I interviewed Sgt. Franklin after reading an L.A. Times article about his battle with police corruption written on May 28, 2009 by Joel Rubin, then again, in the intense days of the LAPD announcing it’s plan to reopen Dorner’s case followed by an attached bounty offering $1 million for his capture.
For those unfamiliar with Sgt. Franklin’s case, in 2005, his home was illegally searched by LAPD. The search warrant (falsely written) stated the location was a gang hangout with "numerous citizen complaints of gang activity and blatant narcotic sales/use at the location."
A LAPD internal investigation cleared the officers of all allegations of misconduct stating there was no evidence that the officers had falsified a search warrant. Sgt. Franklin was then forced to seek remedy through a civil suit. The jury unanimously found the officers involved, liable for falsifying a search affidavit, which is a crime, and their conduct to be outrageous in doing so. Sergeant Franklin again asked that these officers be disciplined but LAPD refused and instead promoted them. According to Franklin, “… it’s a pattern of conduct that the LAPD covers up crime, the white officers get promoted and the black officers get fired”.
Sergeant Franklin then sought aid from the Police Commission, Los Angeles city council members, FBI, NAACP, ACLU, and the mayor of Los Angeles, all of whom refused to acknowledge or respond.
Today, Sergeant Franklin is still fighting the same injustice Chris Dorner talks about in his manifesto. He is still implicated in an unsolved murder in which they took his duty weapons during the illegal search and placed them into an unsolved murder investigation to imply a connection. The “path of moral corruptness” and racism runs deep in LAPD, so deep that Sgt. Franklin thinks it will never go away.

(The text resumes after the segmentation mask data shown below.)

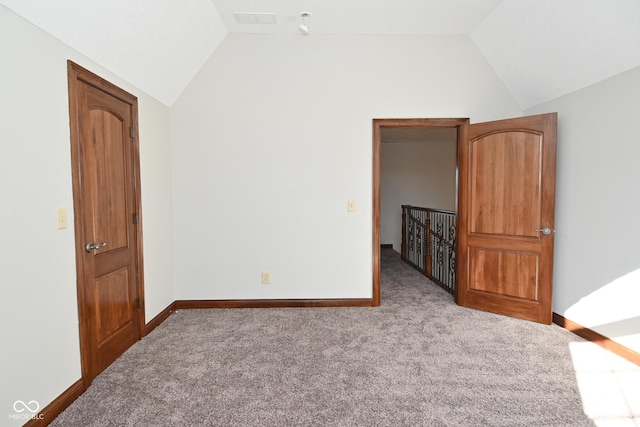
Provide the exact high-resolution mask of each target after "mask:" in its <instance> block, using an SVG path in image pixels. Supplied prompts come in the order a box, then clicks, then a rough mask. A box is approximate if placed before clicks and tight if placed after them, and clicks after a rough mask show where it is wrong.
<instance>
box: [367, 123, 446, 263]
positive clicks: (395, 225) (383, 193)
mask: <svg viewBox="0 0 640 427" xmlns="http://www.w3.org/2000/svg"><path fill="white" fill-rule="evenodd" d="M380 151H381V156H380V157H381V159H380V176H381V178H380V216H381V218H380V242H381V243H383V244H385V243H391V244H393V249H394V250H396V251H397V252H400V250H401V245H402V208H401V206H402V205H413V206H420V207H427V208H432V209H443V210H450V211H455V209H456V196H457V195H456V164H457V159H456V153H457V150H456V138H455V136H454V138H453V139H452V140H450V141H441V142H430V141H429V142H417V143H415V142H414V143H402V142H400V143H396V142H394V143H386V144H382V148H381V150H380Z"/></svg>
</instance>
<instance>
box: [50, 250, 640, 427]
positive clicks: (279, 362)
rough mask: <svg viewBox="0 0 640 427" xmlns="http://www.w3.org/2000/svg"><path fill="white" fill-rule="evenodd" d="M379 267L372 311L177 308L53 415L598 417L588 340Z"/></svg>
mask: <svg viewBox="0 0 640 427" xmlns="http://www.w3.org/2000/svg"><path fill="white" fill-rule="evenodd" d="M382 265H383V267H382V286H381V289H382V306H381V307H377V308H284V309H214V310H184V311H179V312H176V313H175V314H173V315H172V316H171V317H170V318H169V319H167V320H166V321H165V322H164V323H163V324H162V325H160V326H159V327H158V328H156V329H155V330H154V331H153V332H152V333H151V334H149V335H148V336H147V337H145V338H144V339H142V340H141V341H140V342H138V343H137V344H135V345H134V346H133V347H132V348H131V349H129V350H128V351H127V352H126V353H125V354H124V355H123V356H122V357H120V358H119V359H118V360H116V362H115V363H113V365H111V366H110V367H109V368H107V370H105V371H104V372H103V373H102V374H101V375H99V376H98V377H97V378H96V379H95V380H94V382H93V384H92V385H91V387H90V388H89V389H88V390H87V391H86V392H85V393H84V394H83V395H82V396H81V397H80V398H79V399H78V400H77V401H76V402H75V403H74V404H73V405H71V406H70V407H69V408H68V409H67V410H66V411H64V412H63V413H62V414H61V415H60V416H59V417H58V418H57V419H56V420H55V421H54V422H53V424H52V425H53V426H65V427H68V426H187V425H189V426H191V425H194V426H195V425H198V426H482V425H487V426H510V427H511V426H527V427H530V426H590V425H594V423H593V421H592V420H591V419H590V418H589V417H587V416H586V415H585V409H584V407H583V402H582V399H581V393H580V390H579V387H578V383H577V380H576V373H575V370H574V366H573V363H572V356H571V351H570V345H571V344H572V343H579V342H583V340H582V339H581V338H579V337H577V336H575V335H573V334H571V333H569V332H567V331H566V330H564V329H562V328H560V327H558V326H555V325H552V326H545V325H539V324H535V323H531V322H526V321H519V320H515V319H511V318H507V317H503V316H498V315H493V314H489V313H484V312H480V311H474V310H469V309H465V308H461V307H458V306H456V305H455V304H454V303H453V300H452V297H451V296H450V295H449V294H447V293H446V292H444V291H443V290H441V289H440V288H438V287H437V286H435V285H434V284H432V283H430V282H429V281H428V280H427V279H426V278H425V277H424V276H422V275H420V274H419V273H418V272H416V271H415V270H413V269H412V268H411V267H408V266H407V265H406V264H404V263H403V262H402V261H400V259H399V255H398V254H397V253H396V252H394V251H392V250H383V251H382ZM634 419H635V418H634ZM634 419H631V418H629V420H630V421H631V422H632V423H633V422H634ZM638 419H640V414H638ZM630 425H634V424H630Z"/></svg>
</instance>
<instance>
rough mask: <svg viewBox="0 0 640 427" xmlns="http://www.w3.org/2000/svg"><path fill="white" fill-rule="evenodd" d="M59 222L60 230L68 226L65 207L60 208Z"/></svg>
mask: <svg viewBox="0 0 640 427" xmlns="http://www.w3.org/2000/svg"><path fill="white" fill-rule="evenodd" d="M57 224H58V230H61V229H63V228H67V210H66V209H65V208H60V209H58V212H57Z"/></svg>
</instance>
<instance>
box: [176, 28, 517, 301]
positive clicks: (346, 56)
mask: <svg viewBox="0 0 640 427" xmlns="http://www.w3.org/2000/svg"><path fill="white" fill-rule="evenodd" d="M521 114H522V111H521V110H520V109H519V108H518V106H517V105H516V103H515V101H514V100H513V98H512V97H511V96H510V95H509V94H508V93H507V91H506V89H505V88H504V86H503V85H502V83H501V82H500V81H499V80H498V78H497V77H496V75H495V73H494V72H493V70H492V69H491V67H490V66H489V65H488V64H487V62H486V61H485V60H484V58H483V57H482V56H481V55H480V53H479V52H478V50H477V49H476V48H475V47H474V45H473V44H472V43H471V42H470V40H469V39H468V38H467V37H429V36H314V35H310V36H308V37H302V36H299V35H284V36H277V35H268V36H260V35H228V36H227V38H226V39H225V40H224V41H223V43H222V44H221V45H220V47H219V48H218V49H217V50H216V52H215V53H214V54H213V55H212V57H211V58H210V60H209V61H208V62H207V63H206V64H205V65H204V67H203V68H202V70H201V71H200V73H199V74H198V75H197V76H196V77H195V78H194V80H193V81H192V82H191V84H190V85H189V86H188V87H187V89H186V90H185V91H184V92H183V94H182V95H181V97H180V98H179V99H178V101H177V102H176V103H175V104H174V105H173V106H172V109H171V130H172V143H173V160H174V163H173V165H174V166H173V170H174V197H175V198H174V201H175V209H174V215H175V228H174V230H175V245H176V296H177V298H178V299H227V298H231V299H236V298H237V299H254V298H369V297H371V289H372V261H371V258H372V257H371V255H372V220H371V216H372V179H371V177H372V119H373V118H392V117H437V118H441V117H471V118H472V119H474V120H475V121H482V120H490V119H497V118H503V117H512V116H520V115H521ZM349 199H353V200H356V202H357V212H355V213H347V201H348V200H349ZM261 271H270V272H271V273H272V284H271V285H268V286H266V285H261V284H260V272H261Z"/></svg>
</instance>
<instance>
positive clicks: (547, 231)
mask: <svg viewBox="0 0 640 427" xmlns="http://www.w3.org/2000/svg"><path fill="white" fill-rule="evenodd" d="M534 231H537V232H538V233H542V234H544V235H545V236H548V235H549V234H551V229H550V228H549V227H545V228H534Z"/></svg>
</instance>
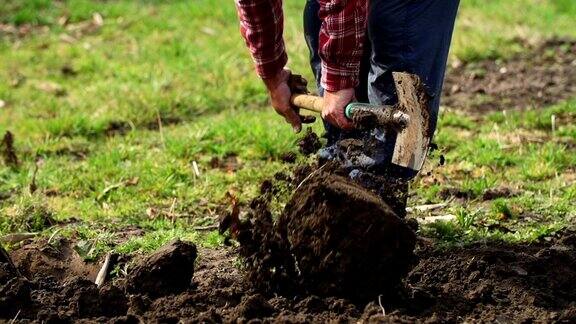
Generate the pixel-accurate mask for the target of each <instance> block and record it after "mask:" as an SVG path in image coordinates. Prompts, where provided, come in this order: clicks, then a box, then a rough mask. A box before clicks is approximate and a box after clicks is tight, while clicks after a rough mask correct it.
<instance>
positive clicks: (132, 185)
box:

If one wants insight into the mindset of Dorner one simply needs to speak to Sergeant Franklin. Both are military trained, male Black police officers who reported injustices and endured the racist wrath of the Los Angeles Police Department. Both have spent large amounts of their personal incomes to fight the injustice of the department. The difference is, Sergeant Franklin chose a much less tragic route to air his grievances and reclaim his name. He has spent the past eight years trying to get the aforementioned people to listen and correct what they have done but to no avail.
Mentally, this makes you wonder, how many more officers silently suffer under the Blue Line instead of speaking out?
Unfortunately, it has taken a Dorner manifesto and several targeted deaths to get LAPD to take notice. If you ask Sergeant Franklin, what he thinks of the LAPD today, he will tell you, “They lack integrity, honor, dignity, discipline, reverence for the law and respect for the people they swore to serve.” This comes straight from someone who believes that the greatest mistake in his life was joining the LAPD.